The Sun Bath, with Three Figures (1898–99), Mary Cassatt. Sotheby’s New York, $4.4m

Michelle McMullan, a senior specialist at Christie’s London, confirms this view, noting that the second-highest price for a Morisot was achieved for her quintessentially colourful, half-length figure painting Girl Carrying a Basket (1888), which sold at Christie’s New York in 2021 for $5.3m (estimate $2m–$3m). An exception might be the striking Cassatt Young Lady in a Loge Gazing to Right (1878–79), which sold at Christie’s New York in October 2022 for the auction record $7.5m (estimate $3m–$5m). Her best-known pictures are of women with children – such as The Sun-Bath, with Three Figures (1898–99), which sold at Sotheby’s New York in October 2020 for $4.4m (estimate $2.5m–$3.5m) – but this is one of a pivotal series of nine works focused on the audience in a theatre. Using pastel, gouache, watercolour and charcoal with metallic paint on paper, Cassatt creates a highly decorative, definitively modern image exploring the interior experience of a young woman in a public space. From the Ann and Gordon Getty Collection, it was bought by the Pola Museum of Art in Hakone, emphasising the global nature of her market today and renewed Japanese interest in this area. ‘Ten years ago, a work on paper by Cassatt would not have made this much,’ McMullan says. A light, sensitive pastel by Gonzalès from 1879, La Mariée (Jeanne Gonzalès), sold in New York in May 2020 for $100,000, four times the low estimate.

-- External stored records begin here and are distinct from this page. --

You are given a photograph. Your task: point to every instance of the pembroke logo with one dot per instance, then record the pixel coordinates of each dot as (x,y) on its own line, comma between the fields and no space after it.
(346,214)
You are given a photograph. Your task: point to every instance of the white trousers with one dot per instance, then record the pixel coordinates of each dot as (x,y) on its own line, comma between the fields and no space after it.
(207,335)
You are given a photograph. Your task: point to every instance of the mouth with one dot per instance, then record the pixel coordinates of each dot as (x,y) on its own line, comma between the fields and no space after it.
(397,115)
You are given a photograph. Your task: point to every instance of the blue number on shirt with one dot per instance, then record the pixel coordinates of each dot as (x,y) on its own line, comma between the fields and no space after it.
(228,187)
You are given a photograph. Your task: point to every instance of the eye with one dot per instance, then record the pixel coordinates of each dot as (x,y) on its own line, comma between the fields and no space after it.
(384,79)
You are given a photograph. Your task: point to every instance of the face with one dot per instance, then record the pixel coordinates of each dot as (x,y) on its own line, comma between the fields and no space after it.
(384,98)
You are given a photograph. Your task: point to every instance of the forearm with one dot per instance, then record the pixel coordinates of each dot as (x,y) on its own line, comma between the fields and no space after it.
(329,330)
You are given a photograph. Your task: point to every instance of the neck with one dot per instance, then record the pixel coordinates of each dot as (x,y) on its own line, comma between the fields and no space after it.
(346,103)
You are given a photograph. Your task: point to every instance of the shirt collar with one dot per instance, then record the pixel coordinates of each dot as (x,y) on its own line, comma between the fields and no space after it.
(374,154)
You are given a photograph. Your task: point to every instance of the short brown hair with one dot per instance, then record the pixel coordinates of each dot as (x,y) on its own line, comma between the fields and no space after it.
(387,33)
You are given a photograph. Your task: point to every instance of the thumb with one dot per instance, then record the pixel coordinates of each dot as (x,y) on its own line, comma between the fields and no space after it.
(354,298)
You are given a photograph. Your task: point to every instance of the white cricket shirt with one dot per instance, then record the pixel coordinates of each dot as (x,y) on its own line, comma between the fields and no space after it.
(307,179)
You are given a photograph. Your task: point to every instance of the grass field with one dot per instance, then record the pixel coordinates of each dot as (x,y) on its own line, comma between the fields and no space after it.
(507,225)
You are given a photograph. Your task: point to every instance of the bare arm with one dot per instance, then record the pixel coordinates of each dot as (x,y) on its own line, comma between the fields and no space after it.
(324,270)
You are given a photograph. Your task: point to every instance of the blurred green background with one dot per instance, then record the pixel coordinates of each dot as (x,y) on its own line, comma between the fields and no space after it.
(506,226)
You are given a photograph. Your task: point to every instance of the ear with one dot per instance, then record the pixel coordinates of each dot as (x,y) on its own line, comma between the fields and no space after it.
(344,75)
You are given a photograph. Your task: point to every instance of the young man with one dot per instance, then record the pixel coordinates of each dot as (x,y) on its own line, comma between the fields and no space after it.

Emma Ward of the London dealership Ward Moretti reports that on the private market ‘Generally collectors are looking for fully resolved paintings or pastels, rather than the sketchier studies. A pretty, charming and engaging subject is preferred.’ She notes that while there is still a big discrepancy in price between male and female Impressionists, there has been ‘a marked uptick in demand for Morisot and Gonzalès’. It is hard to measure Bracquemond’s market, since the art market database Artprice lists only 52 lots at auction since the late 1980s, but a rare sale of works by Marie and her husband from their heirs at Artcurial on 30 April fetched prices well in excess of estimates.

The Window (La Fenêtre) (c. 1865–70), Eva Gonzalès. Denver Art Museum. Courtesy Richard Green, London

In its anniversary exhibition ‘Celebrating 150 years of Impressionism’ (until 29 June), the London-based Stern Pissarro Gallery will offer a graceful watercolour by Morisot, Jeune fille au repos (1894). It has recently sold an atmospheric oil painting by Blanche Hoschedé Monet, Paysage de neige (1910), to the Normandy museum renamed this year in her honour. She was both the step-daughter and daughter-in-law of Claude Monet. The gallery’s co-owner David Stern says, ‘We do now recognise these artists as part of the story. There are private collectors and museums wanting to fill this particular gap.’